The games young animals play prepare them for adult life. Likewise, childhood games like I played as a child help prepare children for the demands of school. Large and small muscles develop and eye-hand coordination improve as these games are played over and over. The mastery of these games build perseverance, concentration, and a feeling of accomplishment. How many of the following games did you play? How many are enjoyed by children today?
How I loved to play jacks! I can remember sitting on the our linoleum floor in the kitchen crying with frustration, trying to master the coordination required to play this game. I was so happy when I finally conquered it! My sister and I played many an hour at home. My friend across the street from my house and I played jacks at recess with classmates many, many times. I taught my second graders to play jack on inside recess days. I started by first having them master the bounce-catch rhythm with the ball before we moved the bounce-grab-catch moves with the ball and jacks. Here are the rules.
Pick-up sticks is a game that calls for a little more fine motor skills than most 1st and 2nd graders possess. Most 3rd or 4th graders have the steadiness to master this game and possibly a few 2nd graders have the ability. This short video shows a couple of techniques for getting a stick out of the pile without moving any other sticks.
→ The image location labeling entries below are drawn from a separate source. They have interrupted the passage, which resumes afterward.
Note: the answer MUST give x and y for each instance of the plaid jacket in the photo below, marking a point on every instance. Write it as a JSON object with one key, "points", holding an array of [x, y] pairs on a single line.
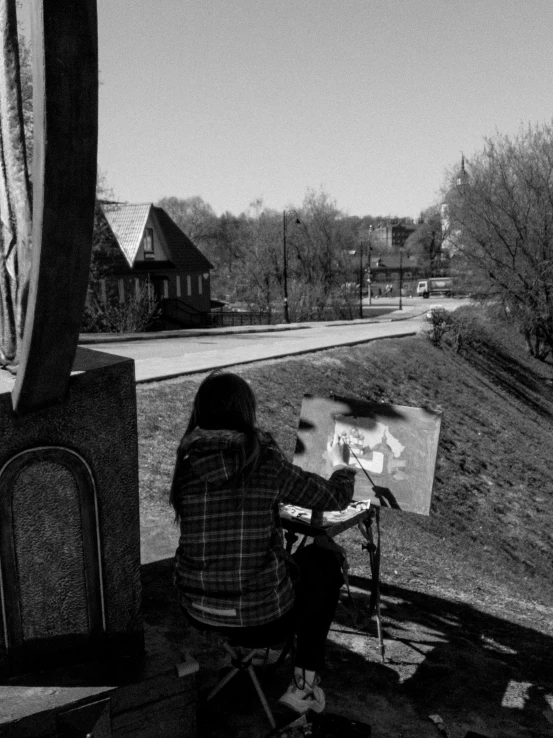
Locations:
{"points": [[231, 567]]}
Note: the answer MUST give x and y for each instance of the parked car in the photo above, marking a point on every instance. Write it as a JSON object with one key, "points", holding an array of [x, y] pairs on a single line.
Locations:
{"points": [[435, 286]]}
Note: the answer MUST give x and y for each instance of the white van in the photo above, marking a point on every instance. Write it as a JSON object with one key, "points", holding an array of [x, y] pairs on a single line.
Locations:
{"points": [[442, 286]]}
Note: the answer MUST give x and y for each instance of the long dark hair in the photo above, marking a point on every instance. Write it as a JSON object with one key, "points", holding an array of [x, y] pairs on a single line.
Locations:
{"points": [[225, 401]]}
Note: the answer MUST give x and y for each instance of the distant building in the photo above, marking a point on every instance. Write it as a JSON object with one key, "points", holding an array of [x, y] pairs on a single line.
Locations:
{"points": [[393, 235], [154, 251], [391, 269]]}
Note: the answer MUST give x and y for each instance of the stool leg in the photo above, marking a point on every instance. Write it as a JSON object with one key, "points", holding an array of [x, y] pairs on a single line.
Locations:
{"points": [[261, 696]]}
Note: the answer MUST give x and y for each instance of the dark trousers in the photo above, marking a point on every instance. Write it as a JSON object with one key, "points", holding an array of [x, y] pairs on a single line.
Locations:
{"points": [[317, 586]]}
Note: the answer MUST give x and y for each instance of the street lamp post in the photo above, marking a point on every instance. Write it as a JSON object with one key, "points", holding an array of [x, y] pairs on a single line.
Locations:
{"points": [[360, 279], [285, 259], [369, 279], [285, 268], [400, 278]]}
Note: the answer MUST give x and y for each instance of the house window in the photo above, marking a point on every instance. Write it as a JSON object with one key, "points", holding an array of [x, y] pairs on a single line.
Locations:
{"points": [[148, 243]]}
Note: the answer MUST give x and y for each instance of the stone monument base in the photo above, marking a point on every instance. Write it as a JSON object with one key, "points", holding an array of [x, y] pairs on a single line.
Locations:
{"points": [[149, 698]]}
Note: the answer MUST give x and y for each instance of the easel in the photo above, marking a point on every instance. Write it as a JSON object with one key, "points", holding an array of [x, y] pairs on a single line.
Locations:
{"points": [[364, 521]]}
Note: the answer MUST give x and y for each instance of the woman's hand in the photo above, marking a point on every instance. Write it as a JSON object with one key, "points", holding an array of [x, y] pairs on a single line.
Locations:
{"points": [[338, 451]]}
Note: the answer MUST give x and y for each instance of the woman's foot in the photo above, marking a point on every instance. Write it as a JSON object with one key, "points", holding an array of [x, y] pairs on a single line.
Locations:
{"points": [[303, 692]]}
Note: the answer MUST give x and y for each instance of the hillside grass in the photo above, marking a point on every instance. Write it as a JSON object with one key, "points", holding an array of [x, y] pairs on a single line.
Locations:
{"points": [[488, 540]]}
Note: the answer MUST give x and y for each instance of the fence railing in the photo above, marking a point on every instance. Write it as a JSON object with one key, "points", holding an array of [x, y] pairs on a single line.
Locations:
{"points": [[226, 318]]}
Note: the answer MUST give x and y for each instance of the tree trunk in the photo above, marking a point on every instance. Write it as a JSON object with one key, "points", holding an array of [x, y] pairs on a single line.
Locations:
{"points": [[15, 194]]}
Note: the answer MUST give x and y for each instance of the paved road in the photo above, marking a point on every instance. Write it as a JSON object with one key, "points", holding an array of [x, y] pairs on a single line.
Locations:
{"points": [[163, 358], [173, 357]]}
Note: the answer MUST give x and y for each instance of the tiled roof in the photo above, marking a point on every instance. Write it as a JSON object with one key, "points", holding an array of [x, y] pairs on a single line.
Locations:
{"points": [[183, 253], [127, 223]]}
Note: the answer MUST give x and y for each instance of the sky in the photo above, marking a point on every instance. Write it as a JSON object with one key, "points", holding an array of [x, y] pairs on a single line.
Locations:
{"points": [[369, 100]]}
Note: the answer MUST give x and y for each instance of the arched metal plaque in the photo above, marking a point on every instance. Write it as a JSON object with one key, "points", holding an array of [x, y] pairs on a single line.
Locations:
{"points": [[65, 98]]}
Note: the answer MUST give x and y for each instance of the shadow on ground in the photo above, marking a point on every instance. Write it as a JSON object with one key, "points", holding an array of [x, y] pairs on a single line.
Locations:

I was a lousy yoyoer, but my brother and his friends got pretty good. It sure is fun to watch someone who is a whiz at yoyoing, like these folks.
Paddle ball is not too difficult for many children. I played it a lot when I in grade school. Watch this little girl. She's like the Eveready battery bunny!
I never played marbles that I recall, but my husband has very fond memories of playing them. I don't know of any kids that play this game these days. It's a game that calls for a great deal of eye-hand coordination. Here's how to shoot a marble, here are the rules, and here are some other activities you can do with marbles.
My sister and girlfriend and I honed our cutting skills and imaginations when playing with our paper dolls. We each kept our dolls and wardrobes in a special box so they would be ready for our many play sessions with them. McCalls magazine printed Betsy McCall and her new set of clothes each month. We made up stories to use our dolls in and even drew, colored, and cut out our own costume designs for our paper dolls.